The district covers Bay City, Midland, Saginaw County, and surrounding communities in Michigan’s mid-state corridor — an area defined by automotive manufacturing, chemical production (Dow Chemical has major operations in Midland), and the economic transitions of the past several decades as those industries have automated, restructured, and consolidated. The region’s voters have been moving toward Republicans at the presidential level for years.
Why He’s Running Again
Second-cycle candidates who lost competitive races often have structural advantages over new entrants: they know the district, they’ve built donor relationships, their name recognition starts higher, and they have a clearer sense of what they did wrong the first time. In a race where the PVI and presidential performance say a Republican should be competitive, losing by 6.6 points suggests a candidate who either ran a flawed campaign or was facing a particularly strong first-term incumbent effect.
Junge’s calculation is that the 2026 environment — potentially more favorable to Republicans in a midterm if the national landscape doesn’t shift dramatically — changes the math enough to make the race genuinely competitive.
The McDonald Rivet Record
McDonald Rivet has spent her first term building exactly the kind of constituent service and legislative record that makes first-term Democrats harder to dislodge in a second cycle.
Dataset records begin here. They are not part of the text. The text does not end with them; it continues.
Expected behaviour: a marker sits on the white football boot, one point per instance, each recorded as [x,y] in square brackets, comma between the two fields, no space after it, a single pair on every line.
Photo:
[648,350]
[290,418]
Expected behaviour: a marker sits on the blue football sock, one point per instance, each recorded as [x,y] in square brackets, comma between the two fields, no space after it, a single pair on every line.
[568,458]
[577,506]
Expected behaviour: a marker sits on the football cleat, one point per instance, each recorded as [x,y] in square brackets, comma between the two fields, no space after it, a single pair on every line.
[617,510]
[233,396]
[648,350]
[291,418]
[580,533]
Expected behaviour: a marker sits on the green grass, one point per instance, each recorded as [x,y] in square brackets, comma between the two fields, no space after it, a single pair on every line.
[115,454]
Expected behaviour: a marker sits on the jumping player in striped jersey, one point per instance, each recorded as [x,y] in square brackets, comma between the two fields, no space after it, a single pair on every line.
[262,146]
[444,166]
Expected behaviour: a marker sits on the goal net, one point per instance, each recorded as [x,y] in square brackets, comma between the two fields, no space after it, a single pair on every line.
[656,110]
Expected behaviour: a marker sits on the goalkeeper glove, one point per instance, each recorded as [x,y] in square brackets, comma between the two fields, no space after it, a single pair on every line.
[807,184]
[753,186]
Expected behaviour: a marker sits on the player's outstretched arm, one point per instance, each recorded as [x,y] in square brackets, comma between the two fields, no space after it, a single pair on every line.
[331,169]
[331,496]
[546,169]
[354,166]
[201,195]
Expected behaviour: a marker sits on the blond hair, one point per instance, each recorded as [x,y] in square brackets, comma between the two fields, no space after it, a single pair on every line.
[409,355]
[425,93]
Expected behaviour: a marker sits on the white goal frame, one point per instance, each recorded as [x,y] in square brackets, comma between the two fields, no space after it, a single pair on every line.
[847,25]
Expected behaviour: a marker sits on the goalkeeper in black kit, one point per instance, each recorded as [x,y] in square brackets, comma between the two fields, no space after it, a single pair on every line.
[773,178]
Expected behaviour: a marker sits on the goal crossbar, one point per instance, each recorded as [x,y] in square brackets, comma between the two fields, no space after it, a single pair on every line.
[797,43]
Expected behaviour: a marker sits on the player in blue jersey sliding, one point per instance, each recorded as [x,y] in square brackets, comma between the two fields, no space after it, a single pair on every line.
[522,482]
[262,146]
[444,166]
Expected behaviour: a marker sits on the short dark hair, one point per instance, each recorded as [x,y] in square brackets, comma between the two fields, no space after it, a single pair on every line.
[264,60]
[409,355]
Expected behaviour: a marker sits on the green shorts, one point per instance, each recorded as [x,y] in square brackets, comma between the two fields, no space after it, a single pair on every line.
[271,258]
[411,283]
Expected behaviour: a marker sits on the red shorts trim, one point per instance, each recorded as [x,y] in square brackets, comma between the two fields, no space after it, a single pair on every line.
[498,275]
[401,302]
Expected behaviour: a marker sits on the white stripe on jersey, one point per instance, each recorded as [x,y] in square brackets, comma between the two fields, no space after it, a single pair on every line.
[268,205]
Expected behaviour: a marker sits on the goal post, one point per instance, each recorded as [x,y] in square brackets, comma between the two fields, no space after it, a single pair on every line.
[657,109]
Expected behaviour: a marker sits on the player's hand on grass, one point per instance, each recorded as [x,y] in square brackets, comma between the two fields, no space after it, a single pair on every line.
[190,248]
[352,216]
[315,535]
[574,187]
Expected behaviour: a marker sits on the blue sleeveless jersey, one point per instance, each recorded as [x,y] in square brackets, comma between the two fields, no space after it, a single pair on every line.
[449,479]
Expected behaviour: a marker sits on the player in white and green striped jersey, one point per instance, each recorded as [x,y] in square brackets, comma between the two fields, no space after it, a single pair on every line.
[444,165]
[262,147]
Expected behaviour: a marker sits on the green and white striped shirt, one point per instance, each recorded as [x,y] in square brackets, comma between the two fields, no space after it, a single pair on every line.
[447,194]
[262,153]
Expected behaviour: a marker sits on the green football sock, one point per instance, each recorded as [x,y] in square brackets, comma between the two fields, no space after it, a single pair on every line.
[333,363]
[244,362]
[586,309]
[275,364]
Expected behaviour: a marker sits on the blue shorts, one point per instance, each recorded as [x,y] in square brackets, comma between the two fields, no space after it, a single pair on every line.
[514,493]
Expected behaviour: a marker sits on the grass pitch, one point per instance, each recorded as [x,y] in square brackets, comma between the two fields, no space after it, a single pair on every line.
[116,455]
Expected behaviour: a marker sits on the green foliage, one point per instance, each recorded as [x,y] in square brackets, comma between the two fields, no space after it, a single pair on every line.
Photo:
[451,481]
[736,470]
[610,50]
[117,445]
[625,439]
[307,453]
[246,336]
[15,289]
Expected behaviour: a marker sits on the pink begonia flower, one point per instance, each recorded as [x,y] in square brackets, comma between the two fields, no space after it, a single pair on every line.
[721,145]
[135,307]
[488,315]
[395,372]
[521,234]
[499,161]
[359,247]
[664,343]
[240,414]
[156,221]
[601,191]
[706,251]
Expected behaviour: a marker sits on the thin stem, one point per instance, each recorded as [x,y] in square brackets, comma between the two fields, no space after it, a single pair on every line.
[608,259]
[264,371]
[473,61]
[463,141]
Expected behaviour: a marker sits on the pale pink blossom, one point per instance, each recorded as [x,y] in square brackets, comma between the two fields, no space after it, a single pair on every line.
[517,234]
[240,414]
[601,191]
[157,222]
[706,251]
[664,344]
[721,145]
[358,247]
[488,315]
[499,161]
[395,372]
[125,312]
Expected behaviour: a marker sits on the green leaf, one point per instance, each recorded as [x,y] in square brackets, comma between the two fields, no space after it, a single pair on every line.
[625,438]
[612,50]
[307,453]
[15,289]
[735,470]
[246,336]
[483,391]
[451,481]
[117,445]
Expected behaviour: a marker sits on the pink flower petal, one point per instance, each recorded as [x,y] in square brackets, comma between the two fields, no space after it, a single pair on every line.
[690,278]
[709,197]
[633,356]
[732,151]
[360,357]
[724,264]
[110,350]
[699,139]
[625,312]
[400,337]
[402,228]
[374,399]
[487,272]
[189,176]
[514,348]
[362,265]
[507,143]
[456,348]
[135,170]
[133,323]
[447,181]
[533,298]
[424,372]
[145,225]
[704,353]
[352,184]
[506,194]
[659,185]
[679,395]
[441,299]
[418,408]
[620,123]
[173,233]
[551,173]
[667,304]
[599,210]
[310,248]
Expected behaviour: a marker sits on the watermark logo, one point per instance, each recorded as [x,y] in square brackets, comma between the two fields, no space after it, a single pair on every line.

She’s been visible in the district, has taken positions on economic development and healthcare that reflect mid-Michigan’s specific priorities, and has benefited from incumbency in ways that first-term members rarely can.
Junge’s argument has to be that her voting record with the Democratic caucus is closer to Nancy Pelosi than to Bay City — that the committee votes, the procedural votes, and the party-line positions on major legislation make her a national Democrat wearing a local costume.
The NRCC Investment
The National Republican Congressional Committee will view this race as a priority target. A freshman Democrat in an R+1 district who won by 6.6 points is, by NRCC arithmetic, a candidate who overperformed and is therefore vulnerable to a regression-to-mean effect in a midterm. That calculus generates significant national Republican investment.
What to Watch
Whether Junge or another Republican can articulate a Saginaw Valley-specific economic argument — not just the national Republican platform, but something that speaks to the specific concerns of mid-Michigan workers who have seen their industries transform. A generic MAGA candidate with no particular Bay City identity will underperform against McDonald Rivet. A candidate who can speak credibly to the chemical workers and automotive suppliers of the district’s economy has a genuine path.